Questão nº 39
Questão de Direito Constitucional · FGV DPGE-RJ 2019 (nº 39)
Maria procurou atendimento no órgão da Defensoria Pública, pretendendo ajuizar ação de revisão de alimentos, para majorar o valor da pensão alimentícia que seu ex-marido Mário paga para os filhos menores em comum. Para provar que o pai das crianças possui elevada renda não declarada, Maria apresentou ao Defensor Público pen-drive contendo áudio de ligação telefônica interceptada diretamente por ela, no qual Mário conversa com uma mulher, confessando auferir 50 mil reais por mês mediante trabalho informal.
No caso em tela, com base no texto constitucional, o Defensor Público:
- Adeve elaborar petição inicial com o pleito de Maria de majoração dos alimentos, com fundamento no áudio trazido, que será imediatamente juntado aos autos, para fins de comprovação do alegado, diante da indisponibilidade do direito dos filhos menores;
- Bdeve elaborar petição inicial com o pleito de Maria de majoração dos alimentos, e requerer ao Juízo de Família a interceptação de futuras comunicações telefônicas de Mário, para tentar obter nova prova de sua ampla possibilidade de prestar alimentos aos filhos menores;
- Cdeve elaborar petição inicial com o pleito de Maria de majoração dos alimentos, e requerer ao Juízo de Família a juntada do áudio contendo a interceptação feita por ela da conversa telefônica em que Mário confessou possuir renda extra não contabilizada;
- Dnão deve requerer a juntada do áudio ao processo, por se tratar de prova ilícita, eis que a Constituição da República de 1988 garante a inviolabilidade do sigilo das comunicações telefônicas, salvo por prévia ordem judicial, para fins de instrução de qualquer tipo de processo;
- Enão deve requerer a juntada do áudio ao processo, por se tratar de prova ilícita, eis que a Constituição da República de 1988 garante a inviolabilidade do sigilo das comunicações telefônicas, salvo por prévia ordem judicial, para fins de investigação criminal ou instrução processual penal. (alternativa correta)
Resposta comentada
Gabarito Alternativa E
O sigilo das comunicações telefônicas é um direito fundamental garantido pela Constituição Federal, significando que ninguém pode ter suas conversas grampeadas ou gravadas sem autorização judicial específica e para finalidades muito restritas.
(A) Incorreta: Não se deve juntar aos autos uma prova obtida de forma ilícita, mesmo que o direito dos filhos menores seja indisponível.

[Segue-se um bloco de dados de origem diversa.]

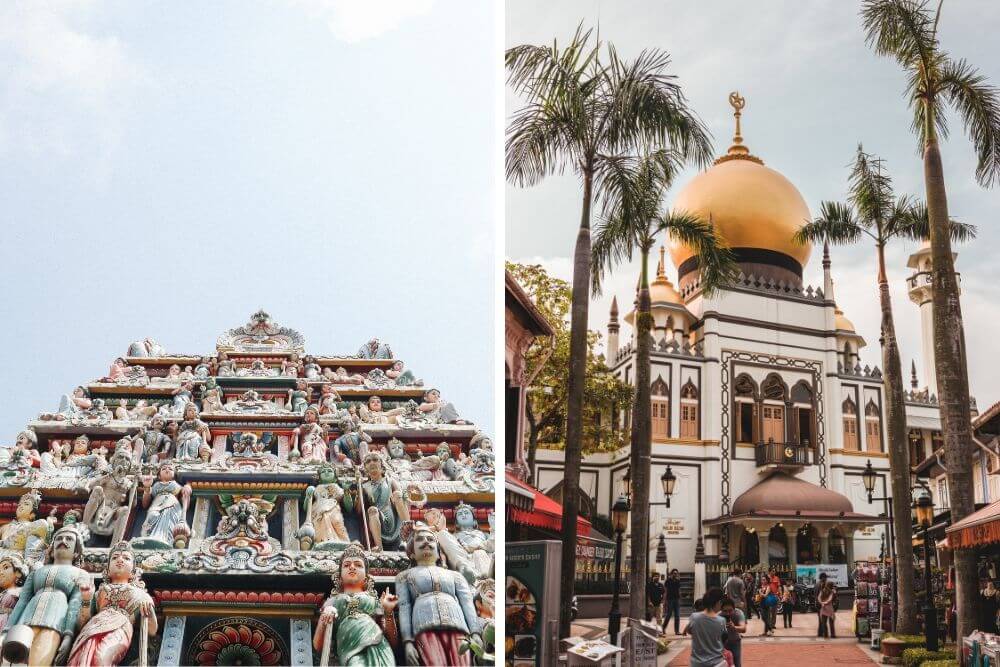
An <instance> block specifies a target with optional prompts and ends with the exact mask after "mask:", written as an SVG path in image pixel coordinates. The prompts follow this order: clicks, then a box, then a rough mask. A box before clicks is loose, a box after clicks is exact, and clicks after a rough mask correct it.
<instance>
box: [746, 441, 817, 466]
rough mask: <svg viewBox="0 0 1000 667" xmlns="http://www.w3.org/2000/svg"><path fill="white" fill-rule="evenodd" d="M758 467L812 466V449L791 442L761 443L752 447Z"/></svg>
mask: <svg viewBox="0 0 1000 667" xmlns="http://www.w3.org/2000/svg"><path fill="white" fill-rule="evenodd" d="M754 453H755V454H756V457H757V465H758V466H768V465H784V466H807V465H812V448H811V447H809V445H804V444H799V443H791V442H788V443H786V442H774V441H773V440H771V441H768V442H761V443H758V444H757V445H756V447H754Z"/></svg>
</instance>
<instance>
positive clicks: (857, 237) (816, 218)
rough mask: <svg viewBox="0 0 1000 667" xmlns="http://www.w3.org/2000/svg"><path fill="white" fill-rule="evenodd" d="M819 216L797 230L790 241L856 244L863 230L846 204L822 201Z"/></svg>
mask: <svg viewBox="0 0 1000 667" xmlns="http://www.w3.org/2000/svg"><path fill="white" fill-rule="evenodd" d="M819 210H820V213H819V216H818V217H817V218H816V219H815V220H812V221H811V222H807V223H806V224H805V225H803V226H802V227H800V228H799V230H798V231H797V232H795V235H794V236H793V237H792V240H793V241H795V242H796V243H799V244H806V243H820V242H825V243H832V244H834V245H852V244H854V243H857V242H858V240H859V239H860V238H861V235H862V234H864V233H865V229H864V228H863V227H862V226H861V224H859V223H858V221H857V219H856V218H855V217H854V211H853V210H852V209H851V207H850V206H849V205H848V204H844V203H841V202H832V201H824V202H822V203H820V207H819Z"/></svg>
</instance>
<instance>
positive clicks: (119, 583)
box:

A proteção constitucional à prova ilícita prevalece, em regra, sobre a busca da verdade material em processos civis.
(B) Incorreta: A interceptação telefônica, mesmo com ordem judicial, é permitida pela Constituição apenas para fins de investigação criminal ou instrução processual penal, e não para processos civis como a revisão de alimentos.
(C) Incorreta: O Defensor Público, como agente do Estado, não deve requerer a juntada de provas obtidas ilicitamente, pois isso violaria a Constituição e o princípio da legalidade.
(D) Incorreta: Esta alternativa é a armadilha da banca. Embora acerte ao dizer que a prova é ilícita e que a Constituição garante a inviolabilidade, ela erra ao descrever a exceção. A Constituição não permite a interceptação "para fins de instrução de qualquer tipo de processo", mas sim, especificamente, para investigação criminal ou instrução processual penal. A palavra "qualquer" torna a afirmação incorreta, pois restringe indevidamente o alcance da proteção constitucional.
(E) Correta: O Defensor Público não deve requerer a juntada do áudio porque se trata de prova ilícita. A Constituição da República de 1988 (Art. 5º, XII) garante a inviolabilidade do sigilo das comunicações telefônicas, permitindo a quebra apenas por prévia ordem judicial e exclusivamente para fins de investigação criminal ou instrução processual penal. A gravação feita por Maria sem ordem judicial e para um processo civil não se enquadra nessas exceções, tornando a prova inadmissível.
Fonte: FGV DPGE-RJ 2019 Conhecimentos Comuns (Técnico Superior Especializado) (Caderno Tipo 1). Reproduzida para fins de estudo.